Responsabilità medica prova . Attraverso la sentenza in commento emessa dalla Suprema Corte di Cassazione la n. 24074 del 13.10.2017, vengo esaminati i profili di responsabilità inerenti le attività medico-chirurgiche.
Il caso a cui fa seguito la pronuncia in esame, ha preso le mosse dal ricorso presentato da una paziente avverso una sentenza della Corte d’Appello, la quale aveva rigettato la domanda di risarcimento danni presentata dalla donna a seguito delle lesioni subite dal decorso post operatorio di un intervento chirurgico.
Nel merito, la Corte d’Appello di Palermo, aveva respinto una richiesta di risarcimento danni a carico dell’Assessorato alla Sanità della Regione Siciliana, di un chirurgo operatore, dell’assistente sanitario e del primario del reparto, a seguito di un operazione iniziata in via laparoscopica e terminata in via laparotomica, che aveva poi richiesto un successivo intervento riparatorio, eseguito poi in un’altra struttura.

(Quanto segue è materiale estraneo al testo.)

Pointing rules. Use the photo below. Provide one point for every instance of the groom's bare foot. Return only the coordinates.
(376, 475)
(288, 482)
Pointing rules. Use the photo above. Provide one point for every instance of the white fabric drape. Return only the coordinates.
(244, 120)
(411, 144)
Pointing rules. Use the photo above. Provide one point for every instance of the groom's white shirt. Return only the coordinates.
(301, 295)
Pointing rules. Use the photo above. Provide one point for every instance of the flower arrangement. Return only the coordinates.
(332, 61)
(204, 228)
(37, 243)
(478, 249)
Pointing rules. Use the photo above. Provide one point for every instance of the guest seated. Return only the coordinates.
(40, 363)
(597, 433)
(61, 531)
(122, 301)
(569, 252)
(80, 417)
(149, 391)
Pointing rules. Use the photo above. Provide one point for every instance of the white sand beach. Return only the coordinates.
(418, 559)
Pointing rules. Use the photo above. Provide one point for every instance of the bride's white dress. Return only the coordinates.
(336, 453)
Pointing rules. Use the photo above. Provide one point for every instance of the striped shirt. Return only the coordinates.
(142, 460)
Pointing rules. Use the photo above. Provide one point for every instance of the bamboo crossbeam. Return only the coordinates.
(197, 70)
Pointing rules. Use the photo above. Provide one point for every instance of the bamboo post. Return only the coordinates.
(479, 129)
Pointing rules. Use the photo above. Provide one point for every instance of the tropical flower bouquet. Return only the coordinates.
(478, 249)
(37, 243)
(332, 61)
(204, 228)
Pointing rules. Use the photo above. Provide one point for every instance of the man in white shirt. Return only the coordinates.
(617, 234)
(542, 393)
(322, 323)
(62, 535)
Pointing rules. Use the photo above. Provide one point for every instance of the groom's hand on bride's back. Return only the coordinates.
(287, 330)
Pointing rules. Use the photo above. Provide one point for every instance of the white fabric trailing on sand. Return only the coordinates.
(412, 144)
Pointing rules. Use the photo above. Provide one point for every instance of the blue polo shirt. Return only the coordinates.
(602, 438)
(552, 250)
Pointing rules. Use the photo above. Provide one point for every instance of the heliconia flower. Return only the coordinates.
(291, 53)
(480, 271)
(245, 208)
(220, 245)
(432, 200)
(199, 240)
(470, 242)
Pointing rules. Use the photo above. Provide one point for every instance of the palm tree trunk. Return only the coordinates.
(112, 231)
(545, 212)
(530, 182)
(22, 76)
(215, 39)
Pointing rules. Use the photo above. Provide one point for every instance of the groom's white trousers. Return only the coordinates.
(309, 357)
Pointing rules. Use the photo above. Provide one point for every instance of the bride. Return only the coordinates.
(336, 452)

Nelle motivazioni della sentenza, la Corte aveva ritenuto che l’intervento chirurgico, fosse stato eseguito correttamente e che le lesioni subite dalla paziente, rientravano nelle complicanze tipo di quel determinato intervento.
La paziente, nettamente in disappunto con quanto affermato, ha proposto ricorso al Supremo Organo.
Gli ermellini, esaminato in punto la questione, hanno invece ritenuto meritevoli di accoglimento le motivazioni di ricorso presentate dalla danneggiata paziente, ritendo che, nel caso di complicanze subite a seguito di un intervenuto chirurgico, l’indagine dei giudici non può limitarsi al solo accertamento della loro insorgenza.
Nei casi di specie, l’indagine deve essere estesa alla verifica dell’imprevedibilità e inevitabilità e dell’inesistenza di un nesso causale e la tecnica operatoria prescelta dai medici.
Infine il giudice deve verificare anche l’adeguatezza delle tecniche scelte dal chirurgo per rimediare alla complicanze.
La Cassazione, ha quindi ritenuto fondata, la richiesta della paziente, considerando: “l’ipotesi della lesioni alla via biliare durante un intervento come complicanza statisticamente rilevata nella letteratura scientifica carente di supporto esplicativo e che non tiene conto che la nozione di ‘conseguenza inevitabile’ determinata dalla correttezza della manovra operatoria non si concilia con la rilevazione statistica della lesione solo nell’1% dei casi”.
La Cassazione, ha quindi dato ragione alla paziente ricorrente e ha rinviato alla Corte D’appello la sentenza di quest’ultima.
In conclusione, la Suprema Corte di Cassazione, ha quindi ritenuto che, grava sul medico l’onere di dimostrare che le complicanze insorte durante un intervento chirurgico di routine siano derivate da omessa o insufficiente diligenza o da imperizia.